All Topics / Help Needed! / Advice needed
A positvely geared property has become a negatively geared property with rising interest rates ,falling rent in a saturated market and repairs. I would like to sell this property but capital gains tax would eat up my profit. Is there any way that I can minimize capital gains tax as I would like to buy a property in another town. I have made many bad financial decisions in the past and am still paying dreadfully for them.
I need investments for super in eight years time.Tro,
1. Are you claiming depreciation benefits on the property? If not, this may assist in returning the property to cash flow positive.
2. You mention repairs – not sure whether they would fall under repairs (for wear and tear and deductible) or of a capital nature for tax purposes. If you keep, a tax depreciation schedule would take this capital works deduction into account or if selling, reduce cost base for CGT.

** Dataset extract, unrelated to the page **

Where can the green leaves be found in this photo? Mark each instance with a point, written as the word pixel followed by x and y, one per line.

3. You mean the property is now cash flow negative. Nothing intrinsically wrong with that. Do you need to sell? CG only paid when you sell? Is there anything intrinsically wrong about the property ie location, type etc
4. If you do need/want to sell – acquisiton/disposal costs may reduce cost base for CGT purposes
Tro
Can you not use the increased equity to borrow against to fund the CF+ properties? If it has been a good growth property, be careful about selling if you wish to ‘cash in your chips’ in 8 years. If you can find some CF+ properties, they could balance each other out, and as James said, get QS done to reduce the outflows also.